Özgür ve eşit bir toplum olmanın koşulu kadınların örgütlülüğüdür

Bütün diktatöryal rejimler ve tarihsel süreçler çok net bir şekilde göstermiştir ki toplumun demokratik özünü yok etmek için önce kadın örgütlülüğü ile kazanımları hedef alınmış ve yok edilmek istenmiştir.
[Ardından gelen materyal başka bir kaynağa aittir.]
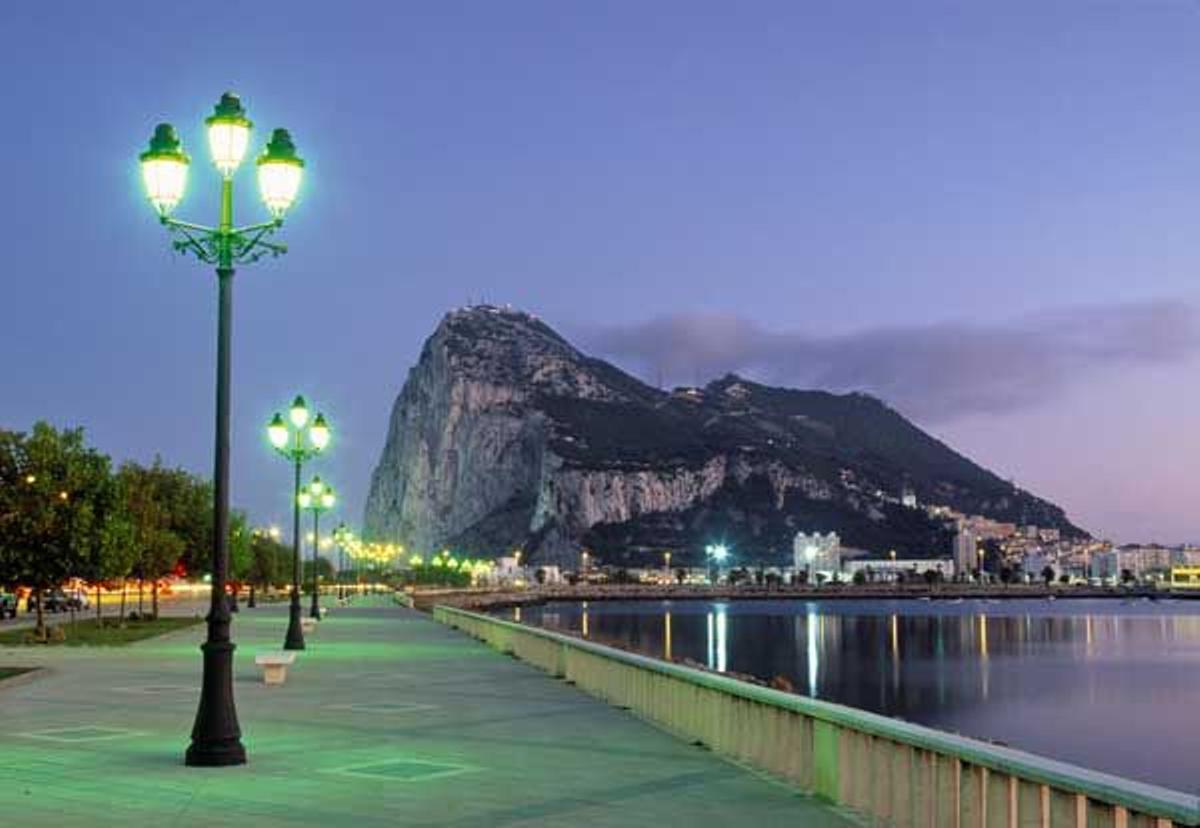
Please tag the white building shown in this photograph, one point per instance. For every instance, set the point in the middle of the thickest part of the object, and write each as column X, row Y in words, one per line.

Bugün bir kadın partisi olarak bizlere dayatılan savaş politikaları irademizi kırmaya ve siyaset alanındaki kazanımlarımızı yok etmeye yönelik olsa da biz biliyoruz ki demokratikleşmenin, eşit ve özgür bir toplumun adil ve barışçıl bir zeminde yaşamasının temel koşulu kadın toplumsallığı, kadın düşüncesi, rengi, gücü ve örgütlülüğüdür.

İktidar kadın iradesinden korkuyor 

Mirabellerin, Rozaların, Saraların, Sevelerin, Arinlerin, Eylemlerin, Kaderlerin verdiği yaşam ve mücadele gücüyle mücadele yürüten, cesaret ve kararlılığıyla kadınlara öncülük eden Eş Genel Başkanımız Figen Yüksekdağ'a, kadın özgürlük yürüyüşüne öncülük eden KJA sözcüsü Ayla Akat Ata'ya, bu Genel Kurul'da "Biz kimsenin anası ya da bacısı değiliz" diyen DBP Eş Genel Başkanı Sebahat Tuncel şahsında kadın siyasetçilere, yıllarca Diyarbakır zindanlarında darbeci zihniyete karşı direnmiş, Diyarbakır Büyükşehir Belediye Eş Başkanı Gültan Kışanak şahsında belediye eş başkanlarına, kadın vekillere, kadın akademisyenlere, feministlere, eğitim ve sağlık emekçilerine, yine kadın özgürlük mücadelesinde yer alan bütün kadınlara yönelik sınırsız baskının sebebi,  giderek kurumsallaşan ve toplumsal dönüşümde temel dinamik olan kadın iradesine duyulan korkunun sonucudur.

Savaş süreçlerinde en önemli dayanışma ağlarını kuran, eşitlik ve özgürlük mücadelesini yürüten, eş başkanlık, eşit temsil gibi kadınların karar alma mekanizmalarında yer almasını sağlayan yöntemleri geliştiren kadınların, kendi öz birikimlerinin toplumsal barış süreçlerine aktarılmasının gerçek bir demokrasinin inşasında varlıklarının ne kadar önemli olduklarını görmek gerekir. Tam da bu sebeple kadınların örgütlü gücünden korkmak yerine, kadınların örgütlü gücünü esas almak gerekir.

Mücadelemizi büyüteceğiz ve mutlaka kazanacağız!

Tarihsel olarak ulus devletin mihenk taşı olan tekçilik ve ırkçılığa karşı kadınların ortaya koymuş olduğu demokratik toplum anlayışını inşa etmeye ve kadınların özgürlüğü için mücadele etmeye devam edeceğiz. Demokrasi, özgürlük ve eşitliğin ancak kadınların özgür olduğu bir toplumda gelişebileceğini bilerek, Kendini bilmeyenin fıtratı şiddettir,  bizler, kendini ve mücadele edilerek kazanılacağını bilenler olarak mücadelemizi büyüteceğiz ve mutlaka kazanacağız!